It’s Labor Day weekend and school’s about to start. Have you finished your summer reading yet? No? Well I can help you with the SparkNotes (do they still have those?) for a current industry read called Spin Sucks: Communications and Reputation Management in the Digital Age by Gini Dietrich.
The good news for all you procrastinators is that it’s a quick read, fewer than 150 pages, and it’s easy to scan for the information that interests you most. Want to know more about how Google’s algorithms have evolved from “Panda” to “Penguin”? Check out Chapter 2. Curious to know what constitutes high-quality content, you’ll find that on page 35. How does SEO work? Flip to page 114.
But for me, the most important message of this book is revealed in the first chapter. That’s where Dietrich debunks one of the biggest PR myths – that somehow through distraction, smoke and mirrors or hocus pocus -- otherwise commonly known as “spin” -- companies can trick their customers into loving their products.
While “sex” may be what sells, it doesn’t last. Dietrich gives loads of examples where the scandalous, provocative, outrageous, and unconventional win public attention every time. (Case in point, today’s Boston Globe top headline was all about the most scandalous scandal of all time: “Deflategate!”)
But the idea that the attention-getting headlines can somehow build or sustain brand value is a false notion. No amount of headlines will help a product or service that doesn’t pass muster.
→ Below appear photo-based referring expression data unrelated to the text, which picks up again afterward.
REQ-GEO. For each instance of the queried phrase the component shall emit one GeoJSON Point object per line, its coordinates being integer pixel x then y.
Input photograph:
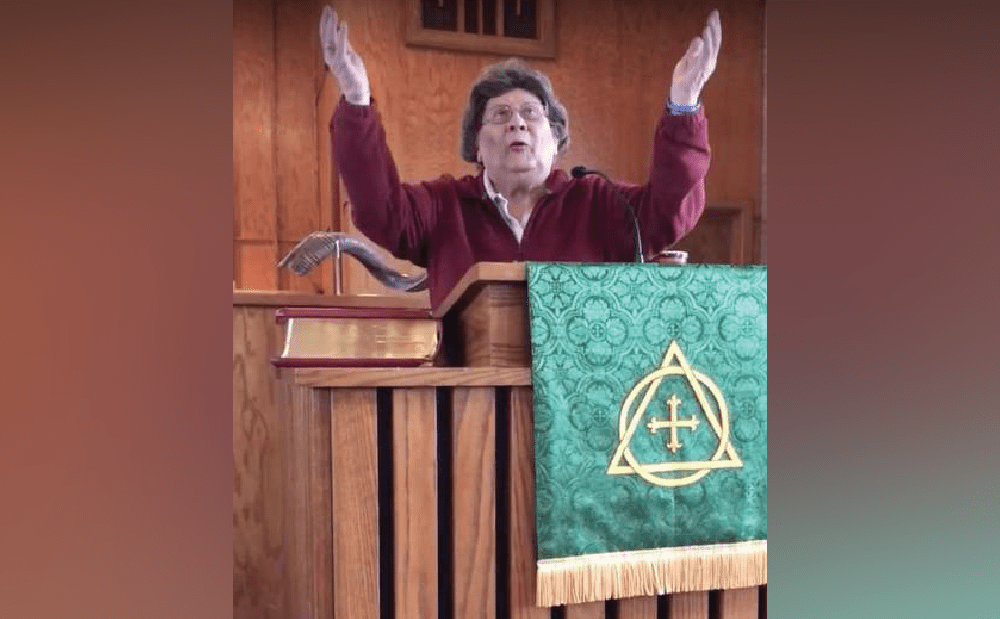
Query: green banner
{"type": "Point", "coordinates": [650, 412]}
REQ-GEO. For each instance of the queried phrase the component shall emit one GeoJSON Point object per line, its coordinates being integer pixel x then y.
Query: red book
{"type": "Point", "coordinates": [358, 337]}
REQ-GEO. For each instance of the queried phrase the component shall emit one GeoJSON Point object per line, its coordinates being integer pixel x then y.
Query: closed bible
{"type": "Point", "coordinates": [356, 337]}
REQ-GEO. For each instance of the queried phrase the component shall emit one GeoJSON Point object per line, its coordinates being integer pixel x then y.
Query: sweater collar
{"type": "Point", "coordinates": [555, 183]}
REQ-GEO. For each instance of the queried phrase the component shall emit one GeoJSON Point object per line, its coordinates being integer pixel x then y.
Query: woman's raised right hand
{"type": "Point", "coordinates": [344, 63]}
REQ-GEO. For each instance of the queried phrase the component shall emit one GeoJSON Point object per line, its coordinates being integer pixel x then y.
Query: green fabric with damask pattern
{"type": "Point", "coordinates": [596, 332]}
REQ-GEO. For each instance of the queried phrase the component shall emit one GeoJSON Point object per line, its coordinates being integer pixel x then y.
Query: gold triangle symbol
{"type": "Point", "coordinates": [674, 363]}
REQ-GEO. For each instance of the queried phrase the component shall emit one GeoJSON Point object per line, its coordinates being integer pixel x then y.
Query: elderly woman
{"type": "Point", "coordinates": [517, 207]}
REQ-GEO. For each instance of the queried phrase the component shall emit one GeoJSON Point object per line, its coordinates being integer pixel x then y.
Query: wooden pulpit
{"type": "Point", "coordinates": [411, 490]}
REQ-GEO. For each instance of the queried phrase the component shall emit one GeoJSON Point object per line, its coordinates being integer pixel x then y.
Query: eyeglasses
{"type": "Point", "coordinates": [502, 114]}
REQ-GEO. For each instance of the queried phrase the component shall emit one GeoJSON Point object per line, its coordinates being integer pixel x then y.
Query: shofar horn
{"type": "Point", "coordinates": [316, 247]}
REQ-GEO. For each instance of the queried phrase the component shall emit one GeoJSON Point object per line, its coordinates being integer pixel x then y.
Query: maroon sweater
{"type": "Point", "coordinates": [447, 225]}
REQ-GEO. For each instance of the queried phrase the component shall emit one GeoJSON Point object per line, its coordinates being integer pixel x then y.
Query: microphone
{"type": "Point", "coordinates": [580, 171]}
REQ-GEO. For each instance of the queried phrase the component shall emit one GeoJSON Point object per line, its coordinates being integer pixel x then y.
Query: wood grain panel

We’ve all heard the old (misguided) adage: “Any PR is good PR.” Ms. Dietrich rightly points out that, in fact, the only good PR is PR that builds good, old-fashioned trust with customers, the kind that is forged over time and made of real, concrete experiences. Now, those experiences don’t have to be boring, white bread experiences – they just have to be true to the ethos of the company and its brand value.
An example Dietrich gives is an online recipe database called Foodily. Foodily found a way to engage its customers, not by trying to prove how great its recipe database is, but by inviting people to share their favorite mealtime memories. They created an experience that was about the customer, giving them a reason to interact with the company and other customers that was simple, real and valuable, with no strings attached.
Another important point Dietrich hits on early in the book is the value of studying fiction writing to help tell company stories. She’s not advocating making up stories, but rather employing the formula of fiction to engage an audience. Stories are human beings’ natural way of sharing information. But it’s important to know what makes a good story. An idea, Dietrich tells us, isn’t enough to make a story. We need to enhance it with themes and concepts that challenge us intellectually and emotionally.
For example, no one really cares about a new car model, but make it a car model that puts its employees and customers on the side of sustainability and social causes, and now we’re talking. The story is enhanced by pointing to opposing forces determined to defend the status quo. Suddenly the story is about the struggle for innovation that can transform our world and our role in that struggle. That’s not spin, that’s just good storytelling that helps the audience understand why they should care.
In the end, as Dietrich’s book serves to highlight, the public nature of our digital world will ultimately decide a company’s story, revealing its true colors, so one might as well stick to those colors and avoid fading through repeated spin cycles.